Cutlery, which is used worldwide for consuming food, seems simple but is a very useful device. Who exactly invented these is still unknown. Spoons are the oldest pieces of equipment that have been utilized by human beings for eating food. In olden times they were made with natural elements such as wood, animal bones, and seashells. The first known piece of evidence of spoons dates back to 1259 in England.¹ In the 18th century, forks and knives were also introduced. Silver, being non-reactive to foods, was the preferred metal for cutlery until the introduction of stainless steel, which was easy to maintain, non-reactive, and sturdy so preference was given to it. The introduction of plastics in the market brought down the prices of cutlery drastically and made its availability very easy. A lot of varieties and sizes were introduced for people to choose from, such as cups, plates, spoons, forks, knives, etc.²

With increased urbanization women have started their jobs; they have hardly any time for cooking and washing utensils.³ So, the demand for plastic containers increased. The value of the plastic industry is 3000–4000 cores in India itself. According to the Ministry of Environment, Forest and Climate Change of India, more than 15 000 tons of plastic waste are generated in India every day, of which around 9000 tons are recycled and the remaining 6000 tons are disposed of in landfills.⁴ The disposal of plastic is a huge issue in India.² Moreover, plastic is made from polystyrene referred to as Styrofoam which is very hard to recycle so it goes to landfills leading to solid waste. Plastic cutlery contains chemicals that are neurotoxic and carcinogenic.⁵ These chemicals leach into food and cause harm to human health and the environment.⁶ These problems can, to some extent, be solved by replacing plastic cutlery with edible cutlery. Edible cutlery is the quintessential alternative to harmful plastic cutlery; it is not only ecological but also enriched with nutritious ingredients. Several studies have been reported where edible cutlery is developed by utilizing wheat and sorghum flour,^7,8 cassava, and saba banana.⁹ It is fully biodegradable and edible. It can be used to eat all types of food whether it is hot or cold, solid, or liquid. It can be provided during wars and in disaster-prone areas where there is a scarcity of food due to a lack of resources.³ Another benefit of using this edible cutlery is that it may help in utilizing agricultural waste which is a significant problem nowadays. Agricultural waste causes soil contamination and air and water pollution and releases harmful gases, smoke, and dust. So, the concept of edible cutlery may help reduce agricultural waste. Biodegradable polymers from agricultural by-products, algae, and food waste are widely used to develop biodegradable disposable cutlery.^10,11 Biodegradable edible cutlery was developed by utilizing soy protein isolate incorporated with morning glory stems. Similarly,¹² finger millet, refined flour, and xanthan gum-based edible bowls fortified with brewer's spent grain were fabricated. Alternatively, fruit by-products such as peel and pomace can be exploited for developing edible cutlery.

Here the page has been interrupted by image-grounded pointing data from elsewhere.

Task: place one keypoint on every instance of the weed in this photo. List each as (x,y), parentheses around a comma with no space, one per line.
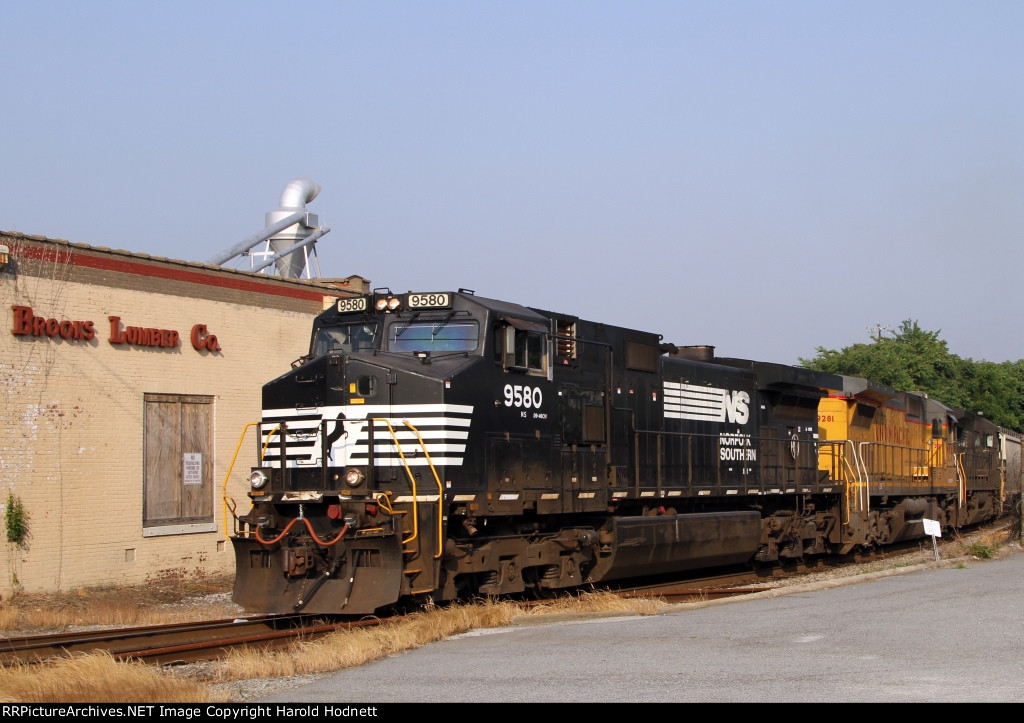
(982,550)
(15,520)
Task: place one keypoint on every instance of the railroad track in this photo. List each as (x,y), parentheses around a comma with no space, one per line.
(166,644)
(194,642)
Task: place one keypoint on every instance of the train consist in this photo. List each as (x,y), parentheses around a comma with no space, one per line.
(433,447)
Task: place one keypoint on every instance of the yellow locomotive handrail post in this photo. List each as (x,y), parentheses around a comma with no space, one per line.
(227,502)
(864,478)
(412,481)
(440,490)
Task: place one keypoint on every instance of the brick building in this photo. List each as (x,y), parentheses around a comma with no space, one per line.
(128,382)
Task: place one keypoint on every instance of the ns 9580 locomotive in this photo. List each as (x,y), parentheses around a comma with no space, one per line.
(432,447)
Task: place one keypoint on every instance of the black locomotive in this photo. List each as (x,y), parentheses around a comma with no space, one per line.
(439,445)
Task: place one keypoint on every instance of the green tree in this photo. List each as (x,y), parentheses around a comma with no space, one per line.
(915,359)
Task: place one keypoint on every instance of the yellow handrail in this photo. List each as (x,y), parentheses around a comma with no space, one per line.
(412,481)
(227,501)
(440,492)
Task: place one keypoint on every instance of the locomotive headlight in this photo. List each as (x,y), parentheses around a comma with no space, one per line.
(353,477)
(258,479)
(388,303)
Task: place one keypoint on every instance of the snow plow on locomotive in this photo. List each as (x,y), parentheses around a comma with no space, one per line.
(440,445)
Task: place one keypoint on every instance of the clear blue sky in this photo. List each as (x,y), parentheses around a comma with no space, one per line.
(763,176)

Mosambi (Citrus limetta) is one of the most desired and widely accepted fruits and is consumed by removing its peels which are discarded. However, peels contain vital nutrients with numerous health benefits. It is a good source of flavonoids, pectin, and essential oil.¹³ Mosambi peel is bumpy from the outside and has white pith under it. It is good to use it as a zest for beverages and foods rather than consuming it raw. Many useful by-products can be obtained from mosambi peel, such as pectin, candied peel, marmalades, beverage bases, peel seasoning, purees, dried pulp, citrus alcohol, bland syrup, citric acid, seed oil, and flavonoids.¹⁴ It has antibiotic and antioxidant properties and is rich in vitamin C and contains essential nutrients, potassium, folate, calcium, niacin, phosphorus, magnesium, riboflavin, pantothenic acid, and phytochemicals.^15–17 It contains 1.58% fat and 17.6% crude fibre and due to its high pectin content, it helps lower blood sugar and cholesterol, helps maintain digestive health such as preventing constipation and may protect against certain types of cancer.¹⁴Table 1 shows the proximate composition of mosambi peel powder.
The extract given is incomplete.